It's something residents along the Missouri River likely felt they would never see again.

This Sunday, the river is scheduled to go below flood stage in Nebraska City for the first time in 265 days.

That’s the good news. The bad news is that Nebraska’s respite from floodwaters may be short-lived.

Concern is already rising that the spring of 2020 may bring more high water to places that still haven’t fully recovered.

The rivers are still unusually high, soil in the upper Midwest is still extremely saturated, and forecasters with the National Weather Service are expecting a wetter-than-usual winter.

Those factors have state officials still on high alert.

"The weather forecast is for another cold, wet winter," Governor Pete Ricketts said to News Channel Nebraska in an interview Monday. "We could see some additional flooding along the Missouri River, there. Hopefully, we do not experience the kinds of events we had earlier this year that impacted other river systems, but I do think there's a lot of concern along the Missouri River."

Gov. Ricketts is part of a coalition of governors along with Iowa, Missouri, and Kansas advocating for changes in the way the U.S. Army Corps of Engineers manages the Missouri.

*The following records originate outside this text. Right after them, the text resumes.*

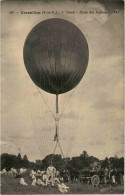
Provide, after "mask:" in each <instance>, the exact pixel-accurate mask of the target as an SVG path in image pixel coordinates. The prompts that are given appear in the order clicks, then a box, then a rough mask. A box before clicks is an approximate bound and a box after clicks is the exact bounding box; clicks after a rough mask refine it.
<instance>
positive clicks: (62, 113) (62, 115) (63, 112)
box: [60, 87, 76, 118]
mask: <svg viewBox="0 0 125 195" xmlns="http://www.w3.org/2000/svg"><path fill="white" fill-rule="evenodd" d="M75 90H76V87H75V89H74V90H73V92H72V93H71V95H70V96H69V99H68V100H67V102H66V103H64V104H65V105H64V107H63V109H62V112H61V114H60V118H61V117H62V116H63V113H64V111H65V109H66V108H67V105H68V103H69V101H70V99H71V97H72V96H73V94H74V92H75Z"/></svg>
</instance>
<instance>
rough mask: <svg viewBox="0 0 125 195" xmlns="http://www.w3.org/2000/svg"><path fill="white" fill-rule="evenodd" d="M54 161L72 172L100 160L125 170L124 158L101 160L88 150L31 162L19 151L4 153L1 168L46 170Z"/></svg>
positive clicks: (108, 164) (98, 161) (101, 162)
mask: <svg viewBox="0 0 125 195" xmlns="http://www.w3.org/2000/svg"><path fill="white" fill-rule="evenodd" d="M51 162H53V166H54V167H55V168H56V169H57V170H59V171H61V170H64V169H68V170H69V171H70V172H79V171H81V170H83V169H85V168H90V167H91V165H92V164H93V163H94V162H100V164H101V167H102V168H105V167H111V168H116V169H120V170H121V171H123V170H124V158H123V157H121V158H118V157H117V156H115V157H110V158H107V157H106V158H105V159H104V160H99V159H98V158H96V157H94V156H89V155H88V153H87V152H86V151H83V152H82V154H81V155H80V156H76V157H72V158H71V159H70V158H62V157H61V155H59V154H49V155H47V156H46V157H45V158H44V159H43V160H36V162H30V161H29V160H28V158H27V156H26V155H24V156H23V157H21V154H20V153H19V154H18V155H17V156H16V155H11V154H7V153H4V154H2V155H1V169H3V168H6V170H10V168H12V167H13V168H17V169H18V168H21V167H24V168H30V169H34V170H38V169H40V170H46V169H47V167H48V166H49V165H50V163H51Z"/></svg>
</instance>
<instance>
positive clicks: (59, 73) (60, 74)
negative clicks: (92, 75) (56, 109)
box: [23, 18, 89, 95]
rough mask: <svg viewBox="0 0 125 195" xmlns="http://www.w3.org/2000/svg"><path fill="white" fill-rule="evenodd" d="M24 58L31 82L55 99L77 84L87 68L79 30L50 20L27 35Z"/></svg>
mask: <svg viewBox="0 0 125 195" xmlns="http://www.w3.org/2000/svg"><path fill="white" fill-rule="evenodd" d="M23 56H24V63H25V67H26V69H27V72H28V73H29V76H30V77H31V79H32V80H33V82H34V83H35V84H36V85H37V86H38V87H40V88H41V89H43V90H44V91H46V92H49V93H52V94H57V95H58V94H62V93H65V92H68V91H70V90H71V89H73V88H74V87H75V86H76V85H77V84H78V83H79V82H80V80H81V79H82V77H83V75H84V73H85V71H86V68H87V65H88V58H89V51H88V44H87V41H86V38H85V36H84V35H83V33H82V32H81V31H80V30H79V28H78V27H76V26H75V25H74V24H73V23H71V22H69V21H67V20H64V19H59V18H53V19H47V20H44V21H42V22H40V23H39V24H37V25H36V26H35V27H34V28H33V29H32V30H31V31H30V33H29V34H28V36H27V38H26V41H25V44H24V50H23Z"/></svg>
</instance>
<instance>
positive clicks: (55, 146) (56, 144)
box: [51, 142, 58, 163]
mask: <svg viewBox="0 0 125 195" xmlns="http://www.w3.org/2000/svg"><path fill="white" fill-rule="evenodd" d="M57 144H58V142H56V145H55V148H54V151H53V155H52V158H51V163H52V161H53V157H54V154H55V151H56V148H57Z"/></svg>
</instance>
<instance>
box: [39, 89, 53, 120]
mask: <svg viewBox="0 0 125 195" xmlns="http://www.w3.org/2000/svg"><path fill="white" fill-rule="evenodd" d="M36 88H37V90H38V92H39V94H40V96H41V97H42V99H43V101H44V103H45V105H46V106H47V108H48V110H49V112H50V113H51V116H52V117H53V118H54V119H55V116H54V113H53V112H52V111H51V109H50V107H49V105H48V103H47V101H46V100H45V98H44V96H43V95H42V93H41V91H40V90H39V88H38V87H37V86H36Z"/></svg>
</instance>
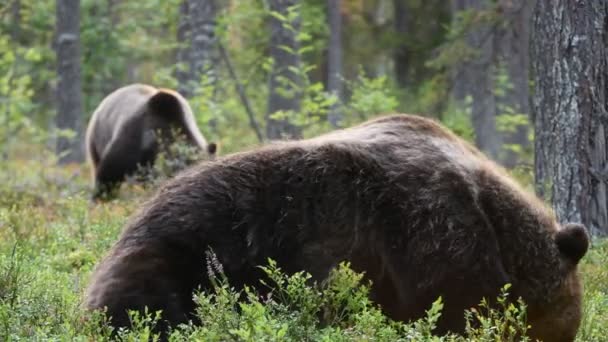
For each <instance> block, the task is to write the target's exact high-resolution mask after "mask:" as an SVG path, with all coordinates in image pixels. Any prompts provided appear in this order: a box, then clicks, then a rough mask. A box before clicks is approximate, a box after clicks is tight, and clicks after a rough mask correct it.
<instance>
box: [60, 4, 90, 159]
mask: <svg viewBox="0 0 608 342" xmlns="http://www.w3.org/2000/svg"><path fill="white" fill-rule="evenodd" d="M79 25H80V1H79V0H57V76H58V82H57V117H56V125H57V128H59V129H62V130H63V129H69V130H72V131H73V132H74V133H75V134H76V137H75V138H73V139H68V138H66V137H59V138H58V139H57V153H58V154H59V156H60V158H59V162H60V163H68V162H80V161H82V160H83V159H84V158H83V157H84V149H83V143H82V132H83V124H82V88H81V79H80V27H79Z"/></svg>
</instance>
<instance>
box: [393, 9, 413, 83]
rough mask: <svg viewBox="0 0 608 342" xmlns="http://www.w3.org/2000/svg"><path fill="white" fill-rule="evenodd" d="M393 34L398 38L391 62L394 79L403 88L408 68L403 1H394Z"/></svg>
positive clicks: (408, 61)
mask: <svg viewBox="0 0 608 342" xmlns="http://www.w3.org/2000/svg"><path fill="white" fill-rule="evenodd" d="M393 8H394V13H395V17H394V20H395V32H396V33H397V35H398V36H399V39H400V44H399V45H398V46H397V47H396V48H395V52H394V55H393V61H394V63H395V79H396V80H397V84H398V85H399V86H400V87H402V88H404V87H406V86H407V83H408V68H409V57H410V52H409V49H408V46H407V44H406V37H407V35H408V20H407V16H408V13H407V6H406V4H405V0H394V1H393Z"/></svg>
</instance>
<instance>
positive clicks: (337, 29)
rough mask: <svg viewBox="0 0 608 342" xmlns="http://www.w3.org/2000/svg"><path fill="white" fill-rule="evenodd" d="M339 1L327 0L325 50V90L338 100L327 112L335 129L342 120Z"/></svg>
mask: <svg viewBox="0 0 608 342" xmlns="http://www.w3.org/2000/svg"><path fill="white" fill-rule="evenodd" d="M341 2H342V1H341V0H327V14H328V15H327V19H328V21H329V46H328V48H327V50H328V52H327V55H328V56H327V60H328V61H327V62H328V63H327V74H328V75H327V90H328V92H329V93H330V94H333V95H334V96H335V97H336V99H337V100H338V101H337V103H336V104H335V105H334V106H332V108H331V109H330V111H329V115H328V119H329V123H330V124H331V125H332V127H334V128H337V127H338V126H339V125H340V121H341V120H342V114H341V113H340V103H341V102H342V12H341Z"/></svg>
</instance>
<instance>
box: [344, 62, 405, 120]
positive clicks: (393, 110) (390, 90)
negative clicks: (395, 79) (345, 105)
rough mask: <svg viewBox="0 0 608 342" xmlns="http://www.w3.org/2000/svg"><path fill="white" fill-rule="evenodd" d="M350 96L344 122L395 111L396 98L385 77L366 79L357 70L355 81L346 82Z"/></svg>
mask: <svg viewBox="0 0 608 342" xmlns="http://www.w3.org/2000/svg"><path fill="white" fill-rule="evenodd" d="M347 86H348V88H349V90H350V91H351V93H352V95H351V98H350V102H349V103H348V104H347V105H346V108H345V115H346V117H345V122H346V123H347V124H352V123H353V121H356V120H359V121H363V120H365V119H368V118H370V117H372V116H373V115H378V114H392V113H394V112H395V110H396V109H397V105H398V102H397V98H396V96H395V95H394V92H393V90H392V89H391V88H390V87H389V86H388V79H387V78H386V77H385V76H379V77H367V76H366V75H365V73H364V71H363V70H361V69H360V70H359V75H358V76H357V79H356V81H354V82H347Z"/></svg>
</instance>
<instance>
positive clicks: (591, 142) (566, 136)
mask: <svg viewBox="0 0 608 342" xmlns="http://www.w3.org/2000/svg"><path fill="white" fill-rule="evenodd" d="M607 13H608V3H607V2H606V1H604V0H586V1H570V0H538V1H537V4H536V8H535V12H534V23H533V30H532V44H531V49H532V65H533V72H534V81H535V94H534V98H533V113H534V119H535V133H536V134H535V137H536V139H535V148H536V165H535V167H536V172H535V174H536V186H537V192H538V194H539V195H541V196H545V197H546V198H547V199H550V200H551V203H552V204H553V208H554V209H555V212H556V214H557V217H558V219H559V220H560V221H561V222H568V221H570V222H581V223H583V224H585V225H586V226H587V227H588V228H589V229H590V231H591V233H592V234H594V235H606V234H608V212H607V211H608V202H607V199H606V196H607V194H606V190H607V188H606V182H607V181H608V162H607V157H608V156H607V150H606V138H607V132H606V129H607V128H608V127H607V125H608V113H607V112H606V108H607V106H608V97H607V96H608V82H607V81H608V65H607V57H608V55H607V53H606V42H607V41H608V27H607V25H608V17H607Z"/></svg>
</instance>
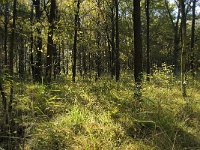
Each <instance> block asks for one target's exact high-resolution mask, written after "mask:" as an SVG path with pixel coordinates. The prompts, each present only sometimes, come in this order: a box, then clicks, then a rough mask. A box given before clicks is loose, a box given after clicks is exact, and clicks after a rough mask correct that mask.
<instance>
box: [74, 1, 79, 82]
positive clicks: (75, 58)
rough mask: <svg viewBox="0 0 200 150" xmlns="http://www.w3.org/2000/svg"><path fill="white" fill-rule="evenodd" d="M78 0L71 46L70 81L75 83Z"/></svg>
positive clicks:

"I think the priority has to be protecting people and property," Ricketts said. "Frankly, that has not been the entire case. This is what we as governors want to work with. This is why we want to have a greater role."

But Ricketts says he knows any changes in how the Corps does business won’t come overnight.

"To get anything done in Washington, D.C. take a lot of time," Ricketts said. "You do have to build support for it. So we have to think long-term about how we're going to change this. It's going to start with something that hasn't happened in the past - the governors of these four states impacted on the Lower Missouri working together to say what we want to have happen."

Levees still need to be repaired, releases from Gavins Point Dam are still higher than usual, and winter still has yet to do its worst. But this weekend, for at least a little while, residents along the Missouri River will finally get some relief from high waters.